I will not teach the readers of Tintin by writing that Hergé was inspired by the Swiss physicist Auguste Piccard to imagine his man in the green coat. That the teacher’s first name is borrowed from Tryphon Bekaert, a Brussels carpenter whose draftsman had noticed the workshop. Perhaps the tintinophiles are less numerous to know where Calculus's deafness comes from: Hergé remembered a colleague of the daily Le Vingtième Siècle, Paul Eydt, suffering from this infirmity.
While Haddock is the most popular character in Tintin’s Adventures, his friend is not forgotten. In Belgium, the professor gave his name to the Tryphon Tournesol Faculty of Tintinology. This secret society, created in 1991 by RTBF journalist Paul Danblon, brings together members of various Masonic lodges.
Since the 2006 La Quinzaine de la BD festival in Brussels, on Charles Buls street, near the Grand-Place, has the secondary name «rue Tryphon Tournesol». France is no exception: in Bordeaux, at the initiative of the association Les Pélicans noirs, an esplanade of Professor Calculus was inaugurated in October 2010. In the presence of His Serene Highness Muskar XII, King of Syldavia, excuse the little !

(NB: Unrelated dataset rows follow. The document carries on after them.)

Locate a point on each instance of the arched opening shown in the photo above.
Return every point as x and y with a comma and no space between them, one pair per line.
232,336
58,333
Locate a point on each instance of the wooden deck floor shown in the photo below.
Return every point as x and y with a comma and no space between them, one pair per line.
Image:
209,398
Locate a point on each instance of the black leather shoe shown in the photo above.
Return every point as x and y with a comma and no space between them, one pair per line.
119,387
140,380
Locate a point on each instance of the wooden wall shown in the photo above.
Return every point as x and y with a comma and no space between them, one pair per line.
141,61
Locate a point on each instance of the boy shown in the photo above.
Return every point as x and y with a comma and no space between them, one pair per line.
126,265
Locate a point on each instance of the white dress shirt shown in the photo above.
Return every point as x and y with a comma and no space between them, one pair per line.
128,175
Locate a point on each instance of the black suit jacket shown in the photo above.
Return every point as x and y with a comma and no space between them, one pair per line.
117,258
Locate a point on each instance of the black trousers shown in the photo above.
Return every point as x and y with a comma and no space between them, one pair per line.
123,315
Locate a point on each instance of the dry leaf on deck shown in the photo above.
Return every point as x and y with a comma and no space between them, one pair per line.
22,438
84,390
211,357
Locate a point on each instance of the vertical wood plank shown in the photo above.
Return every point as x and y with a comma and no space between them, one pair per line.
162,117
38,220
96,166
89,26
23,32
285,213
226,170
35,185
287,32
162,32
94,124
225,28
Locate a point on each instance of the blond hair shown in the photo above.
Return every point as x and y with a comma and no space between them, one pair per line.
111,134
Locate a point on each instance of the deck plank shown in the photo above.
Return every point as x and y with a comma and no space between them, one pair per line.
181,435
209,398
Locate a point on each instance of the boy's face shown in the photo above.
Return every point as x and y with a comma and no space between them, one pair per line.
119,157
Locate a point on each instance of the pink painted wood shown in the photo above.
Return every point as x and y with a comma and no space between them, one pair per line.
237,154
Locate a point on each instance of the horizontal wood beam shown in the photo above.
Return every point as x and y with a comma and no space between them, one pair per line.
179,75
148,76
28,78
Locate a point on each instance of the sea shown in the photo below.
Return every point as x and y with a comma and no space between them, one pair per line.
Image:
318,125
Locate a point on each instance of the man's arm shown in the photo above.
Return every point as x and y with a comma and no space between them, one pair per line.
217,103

A dictionary for her birthday
Dear Tryphon also inspired writers. In 1994, humorist Albert Algoud published Le Tournesol illustré (Casterman), in which he reviews the past of the scientist as well as his psychology and inventions. This deliciously illustrated book has already been translated into several languages. An English edition has been added this year, on the occasion of the birthday of the nice octogenarian.
Tintinologist Jacques Hiron is the author of a biography, Tournesol cet inconnu, which Mosquito editions were preparing to publish in 2010. But the rights holders did not hear it from this ear, and the release of the book was canceled.
For the sake of completeness, let’s also recall the existence of these two titles : Tryphon Calculus and Isidore Isou by Emmanuel Rabu (Seuil, 2007), and Sidonie Calculus by Alexis Legayet (L'Harmattan, 2014).
To mark the four twentieth anniversary of Calculus, a small dictionary is published this June 21 at 1000 Sabords editions. The summer solstice for Calculus, the Music Festival for this hard-of-hearing poe t! Concocted by Pierre Bénard, Tryphon de A à Z is quite complementary to Algoud’s pioneering work, to which he pays tribute.
From A as «amnesia» to Z as «zouave», including the Count of Champignac (in Spirou), the clown Georges Loriot (who played Calculus at the cinema) and the terrifying Rascar Capac, Bénard explores all facets of the brilliant scientist and his universe.
A light book to read this summer, at the Hotel des Sommets or in the park of Moulinsart.